Just in time to help consumers fight back against rising gas prices, a new version of Honda's fuel efficient Insight gasoline-electric hybrid car is now arriving at dealerships nationwide equipped with an advanced continuously variable automatic transmission (CVT), American Honda Motor Co., Inc., announced today.

With EPA fuel economy ratings of 57 mpg in the city, 56 mpg highway and a driving range of more than 500 miles, the Insight CVT is the most fuel-efficient vehicle in America with an automatic transmission. It is also the second most fuel-efficient vehicle overall - behind only the Insight equipped with a 5-speed manual transmission with EPA ratings of 61 mpg city and 68 mpg highway. The Insight CVT carries a manufacturer's suggested retail price of $21,180.

The Insight CVT also meets California's Super Ultra Low Emission Vehicle (SULEV) standard, the most stringent exhaust emissions standard in the world.

The CVT is completely automatic and provides virtually an infinite range of gear ratios for smooth and stepless shifting, combined with maximum efficiency and performance. These advantages make the CVT an ideal transmission for the high-mileage Insight hybrid.

The Insight CVT also has a unique "idle stop" feature, allowing consumers to avoid wasting gas while waiting at red lights or idling in traffic. The engine automatically re-starts when the driver's foot is removed from the brake pedal.

The Insight features Honda's exclusive Integrated Motor Assist (IMA) hybrid system that merges the world's lightest 1.0-liter, 3-cylinder gasoline automobile engine with a thin and lightweight electric motor for improved efficiency and added power when needed.

The electric motor also acts as a generator during deceleration and braking to recharge the IMA batteries. The Insight's battery pack never needs to be recharged by an external power source and, in fact, cannot be "plugged in."

The Insight has earned Four Star ratings in both frontal and side impact crash tests conducted by the National Highway Traffic Safety Administration. The two-seat Insight features a lightweight, rigid and aerodynamic body design. It is made primarily of aluminum and its 0.25 coefficient of drag is one of the lowest of any mass-produced automobiles in the world.

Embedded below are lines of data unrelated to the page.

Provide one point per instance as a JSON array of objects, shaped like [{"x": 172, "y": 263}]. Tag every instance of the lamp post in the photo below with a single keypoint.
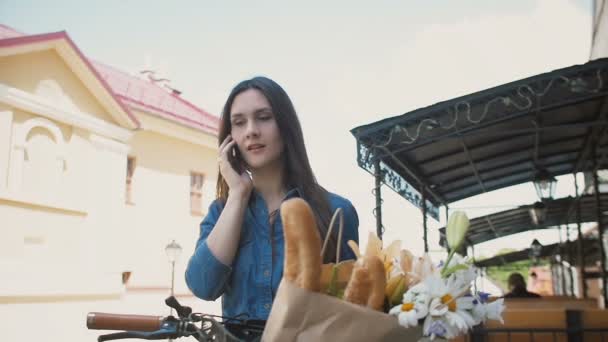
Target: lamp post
[
  {"x": 538, "y": 213},
  {"x": 173, "y": 250},
  {"x": 544, "y": 184},
  {"x": 536, "y": 250}
]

There is an extensive list of standard equipment on the Insight CVT, including anti-lock brakes, automatic air conditioning, electric power steering, dual air bags, AM/FM stereo cassette, power windows and mirrors, power door locks with keyless entry and an anti-theft immobilizer system.

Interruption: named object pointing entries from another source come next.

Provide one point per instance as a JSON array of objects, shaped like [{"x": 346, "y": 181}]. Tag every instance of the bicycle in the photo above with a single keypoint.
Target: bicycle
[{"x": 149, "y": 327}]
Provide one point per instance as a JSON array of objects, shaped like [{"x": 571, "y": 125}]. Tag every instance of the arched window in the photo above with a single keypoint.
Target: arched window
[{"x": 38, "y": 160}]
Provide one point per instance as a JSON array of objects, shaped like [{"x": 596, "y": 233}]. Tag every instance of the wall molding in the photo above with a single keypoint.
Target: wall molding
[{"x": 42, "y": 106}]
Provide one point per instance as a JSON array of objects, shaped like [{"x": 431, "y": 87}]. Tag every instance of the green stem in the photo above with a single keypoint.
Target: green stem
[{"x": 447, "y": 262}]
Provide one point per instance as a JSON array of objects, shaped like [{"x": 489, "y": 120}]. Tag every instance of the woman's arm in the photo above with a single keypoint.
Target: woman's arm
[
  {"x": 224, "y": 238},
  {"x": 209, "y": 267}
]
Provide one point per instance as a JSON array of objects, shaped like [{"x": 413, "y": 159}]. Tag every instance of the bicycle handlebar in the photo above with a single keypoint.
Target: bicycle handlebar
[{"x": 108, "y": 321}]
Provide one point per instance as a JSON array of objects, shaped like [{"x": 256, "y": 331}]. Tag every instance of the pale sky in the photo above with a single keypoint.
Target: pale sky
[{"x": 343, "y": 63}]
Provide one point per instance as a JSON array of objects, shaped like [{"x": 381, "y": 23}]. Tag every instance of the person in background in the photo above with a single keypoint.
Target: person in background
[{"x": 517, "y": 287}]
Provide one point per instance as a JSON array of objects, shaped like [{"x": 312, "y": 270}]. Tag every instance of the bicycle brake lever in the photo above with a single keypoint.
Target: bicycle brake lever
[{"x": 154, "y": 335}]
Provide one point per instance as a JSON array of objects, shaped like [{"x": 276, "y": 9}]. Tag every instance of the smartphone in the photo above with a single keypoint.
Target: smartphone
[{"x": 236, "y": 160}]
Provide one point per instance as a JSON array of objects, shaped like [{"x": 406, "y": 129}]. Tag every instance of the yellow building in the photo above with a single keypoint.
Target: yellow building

The Insight has earned numerous awards since it was introduced in late 1999 as the first gas-electric hybrid vehicle sold in the U.S. The Sierra Club presented its first ever "Environmental Engineering Award" to the Insight and the American Council for an Energy-Efficient Economy (ACEEE) recognized the Insight with its top rating for 2001.

Honda's CVT design was first introduced on the 1996 Civic HX and received significant improvements for the introduction of the all-new 2001 Civic HX and Civic GX natural gas vehicle, and the Insight CVT model.

Honda has also announced plans to introduce the IMA hybrid technology to a model in the Civic lineup beginning in spring 2002.